Free trade dogma is based upon the principle of comparative advantage. The term was coined by the economist David Ricardo. Generally speaking, the idea behind comparative advantage is that two countries will gain more from trade if each specializes. For example, if Country A makes Product 1 just as effectively as Country B does, but makes Product 2 twice as effectively as Country B does, it makes sense for Country A to put more effort into developing Product 2, and sell that product in order to earn enough to buy Product 1 from Country B. Even if Country A is better at making both products than Country B is, both countries can gain through trade when each produces according to its comparative advantage.
Comparative advantage does enable gains resulting from specialization in trade, but what if the parties involved do not trade? The Aztecs and Incas had comparative advantage in the mining of precious metals vis a vis the Spanish, who had comparative advantage in the production of weaponry. The result was not trade, it was conquest.
The problem with our current trade discourse is that it is dominated by economists. We have heard that war is too important to be left to the generals. Perhaps in some cases, economics is too important to be left to the economists. Even Adam Smith, the father of capitalism, believed in protecting defense-related industries. These days, that includes software development and more.
As production and innovation leave America, we will become more dependent upon foreign countries for both. The problem goes beyond the loss of jobs, and may actually lead to the loss of capabilities. We've lost jobs in agriculture, but we can still grow our own food. We've lost jobs in steelworking, but we can still make our own steel. But when we lose the ability to produce our own weapons systems, and when we jeopardize our ability to innovate, then we endanger our future. We must work against these trends.
Yes, that would be a violation of free market economics in the purest sense, but so is preventing the sale of nuclear weapons to the highest bidder. When we learned how to produce nuclear weapons, we did not sell them, we kept them and became a superpower. And when the Soviet Union started to produce nuclear weapons, it kept them and became a superpower as well.
It should surprise no one that when trade and investment decisions are divorced from national security objectives, we will occasionally witness trade and investment decisions in disharmony with national security objectives. What does surprise is the unwillingness of successive presidential administrations to rectify the problem.
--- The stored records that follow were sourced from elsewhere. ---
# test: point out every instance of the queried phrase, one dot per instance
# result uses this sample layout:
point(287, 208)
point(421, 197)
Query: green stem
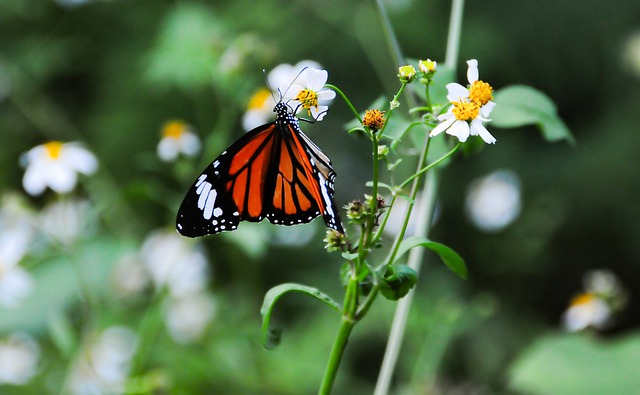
point(430, 166)
point(336, 355)
point(346, 100)
point(399, 319)
point(346, 326)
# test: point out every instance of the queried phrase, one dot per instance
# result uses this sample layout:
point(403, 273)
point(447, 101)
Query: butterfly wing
point(274, 171)
point(231, 188)
point(303, 181)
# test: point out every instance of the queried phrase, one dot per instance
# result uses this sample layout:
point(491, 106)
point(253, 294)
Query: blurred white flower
point(493, 202)
point(308, 93)
point(15, 237)
point(65, 221)
point(56, 165)
point(595, 308)
point(587, 310)
point(260, 108)
point(19, 355)
point(175, 262)
point(177, 138)
point(103, 367)
point(188, 316)
point(470, 107)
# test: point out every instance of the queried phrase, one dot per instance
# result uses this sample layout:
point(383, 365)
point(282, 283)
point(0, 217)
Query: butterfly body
point(274, 171)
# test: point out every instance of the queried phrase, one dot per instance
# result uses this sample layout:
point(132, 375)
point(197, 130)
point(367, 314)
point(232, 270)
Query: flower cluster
point(470, 107)
point(177, 267)
point(596, 307)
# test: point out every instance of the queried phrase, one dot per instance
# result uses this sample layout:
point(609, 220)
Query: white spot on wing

David Ricardo was a brilliant economist, but he could not have known that many years after his death in 1823, Lenin would observe that capitalists would sell the rope with which their enemies would hang them. And today, we realize that they would also offer to relocate the rope-making facility.
India is not our enemy, but neither is Switzerland. This is another lesson learned: We should not expect only our enemies to use their economic leverage against us, even neutral countries upon whom we depend may try to degrade our military capabilities if they disagree with the policies of our government.
The next time you hear so-called experts discussing trade, you should hope against hope that there is a defense analyst or a historian among them. Self-sufficiency in critical industries is the sine qua non of true independence. At one time, Americans knew this. When foreign powers cut off our access to commodities upon which we have chosen to become dependent, we will remember.